Avrupa Konseyi’nden Kavala kararı: Ankara’ya savunma için süre verdi
Avrupa Konseyi Bakanlar Komitesi, Avrupa İnsan Hakları Mahkemesi'nin Osman Kavala kararına uymadığı gerekçesiyle Türkiye hakkında resmen ihlal süreci başlatıldığını duyurdu

Avrupa Konseyi, 4 yıldır cezaevinde tutulan İş insanı Osman Kavala’nın yargılandığı davada AİHS’i ihlal ettiği gerekçesiyle ‘ihlal sürecini’ başlatıp başlatmamayı oylamak için toplanmıştı. Türkiye’nin Avrupa ile demokrasi, hukukun üstünlüğü ve insan hakları ile ilgili ilişkilerinde çok daha olumsuz bir sürecin başlangıcını oluşturması açısından önem taşıyan toplantıdan ‘ihlal sürecinin başlatılması’ yönünde karar alındı.
Komite, yaptığı toplantıda, ihlal prosedürünü eylül ayındaki kararı çerçevesinde verdi.
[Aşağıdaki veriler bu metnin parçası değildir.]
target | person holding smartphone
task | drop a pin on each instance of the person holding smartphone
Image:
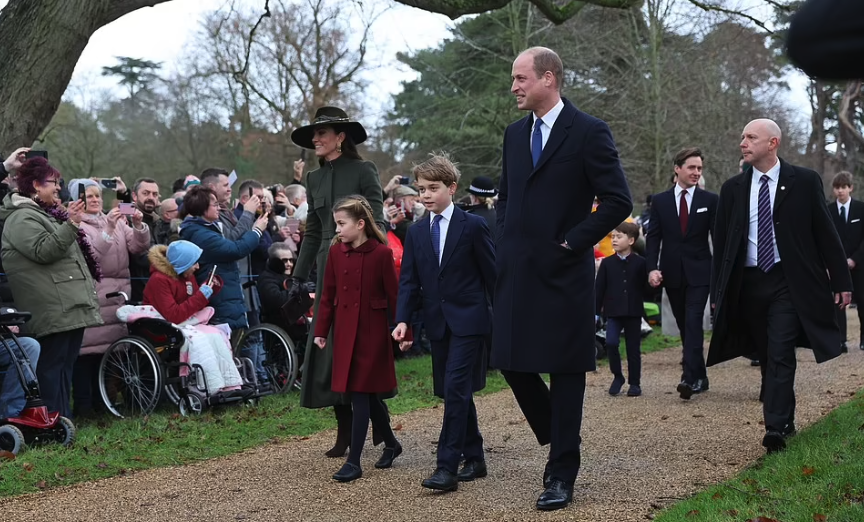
(113, 241)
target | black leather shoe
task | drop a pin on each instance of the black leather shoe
(557, 496)
(472, 470)
(617, 383)
(348, 473)
(685, 390)
(442, 480)
(389, 456)
(774, 441)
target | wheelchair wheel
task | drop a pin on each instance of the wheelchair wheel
(279, 360)
(11, 439)
(130, 378)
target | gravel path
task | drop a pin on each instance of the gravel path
(637, 453)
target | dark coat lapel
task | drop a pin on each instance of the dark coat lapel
(560, 131)
(454, 232)
(425, 236)
(784, 184)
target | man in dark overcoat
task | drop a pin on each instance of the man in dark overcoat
(679, 258)
(556, 160)
(777, 262)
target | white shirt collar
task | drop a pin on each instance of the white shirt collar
(552, 115)
(679, 190)
(773, 173)
(446, 214)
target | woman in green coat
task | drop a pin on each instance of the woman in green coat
(51, 269)
(342, 172)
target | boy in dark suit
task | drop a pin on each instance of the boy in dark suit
(848, 214)
(448, 269)
(619, 288)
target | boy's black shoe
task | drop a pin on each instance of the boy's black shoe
(348, 473)
(617, 383)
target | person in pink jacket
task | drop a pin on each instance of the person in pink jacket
(113, 240)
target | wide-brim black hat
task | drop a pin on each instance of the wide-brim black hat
(483, 187)
(330, 117)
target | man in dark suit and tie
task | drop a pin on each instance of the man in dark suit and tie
(778, 261)
(679, 258)
(848, 214)
(556, 160)
(448, 271)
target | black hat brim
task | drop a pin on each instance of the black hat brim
(302, 136)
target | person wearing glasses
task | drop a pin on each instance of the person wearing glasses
(52, 274)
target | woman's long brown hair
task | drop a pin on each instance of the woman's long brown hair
(358, 208)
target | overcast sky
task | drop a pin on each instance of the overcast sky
(159, 34)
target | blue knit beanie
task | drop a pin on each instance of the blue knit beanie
(183, 255)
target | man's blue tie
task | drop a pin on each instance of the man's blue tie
(765, 227)
(436, 237)
(537, 141)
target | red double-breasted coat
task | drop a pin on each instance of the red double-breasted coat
(359, 301)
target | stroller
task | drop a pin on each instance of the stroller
(35, 424)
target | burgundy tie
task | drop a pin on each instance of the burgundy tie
(683, 215)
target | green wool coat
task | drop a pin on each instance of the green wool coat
(46, 269)
(324, 186)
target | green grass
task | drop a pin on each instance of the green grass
(819, 477)
(112, 447)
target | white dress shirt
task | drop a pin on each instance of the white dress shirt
(443, 225)
(846, 206)
(548, 122)
(688, 198)
(753, 233)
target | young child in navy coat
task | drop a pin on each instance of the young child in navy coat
(619, 287)
(448, 269)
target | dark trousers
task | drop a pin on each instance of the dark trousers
(555, 415)
(86, 396)
(858, 298)
(774, 326)
(688, 307)
(632, 327)
(54, 371)
(460, 433)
Komite, eylül ayındaki toplantısında, 2 Aralık’ta Kavala’nın tahliye edilmemesi halinde, Avrupa İnsan Hakları Sözleşmesi’nin (AİHS) 46’ncı maddesi gereği Türkiye hakkında ‘ihlal prosedürü’ başlatma kararı almıştı.
KOMİTE 19 OCAK’A KADAR ZAMAN VERDİ
Bakanlar Komitesi, Türkiye’nin ihlal yapıp yapmadığıyla ilgili görüşünü sunduğu bir cevabı 19 Ocak 2022’ye kadar sunmasını istedi.
Komite ilgili açıklamada AİHM’in Türkiye’de yeterli kanıt bulunmamasına rağmen Kavala’nın tutuklu yargılandığına karar verdiğini hatırlattı.
Komite, aynı zamanda kendilerinin geçmişte Kavala’nın serbest bırakılması talebiyle çağrı yaptığı 8 karar yayımladığını da vurguladı.
Avrupa Konseyi’nin 47 üye ülkesinden 35 tanesinin ihlal süreci başlatılmasına destek verdiği belirtilmişti.
BAKANLAR KOMİTESİ BUNUN YANI SIRA DEMİRTAŞ İÇİN DE ÇAĞRI YAPTI
Demirtaş’ın avukatlarından Benan Molu, kararlara ilişkin sosyal medya hesaplarından, “Avrupa Konseyi Bakanlar Komitesi, Selahattin Demirtaş’la ilgili ara karar alarak, Hükümet’in sunduğu eylem planını değerlendirip Demirtaş’ın derhal serbest bırakılmasını, AYM’nin bir an önce İHAM kararı doğrultusunda başvuruları karara bağlamasını istedi. Komite, Demirtaş kararında ayrıca HSK’nin ve yargının bağımsızlığının sağlanması için yasal değişiklik yapılmasını, çoğulculuğun ve özellikle seçilmiş muhalif kişilerin ifade özgürlüğünün güçlendirilmesini, TCK 314 altında keyfi tutuklamalara karşı önlem alınmasını talep etti” bilgisini paylaştı.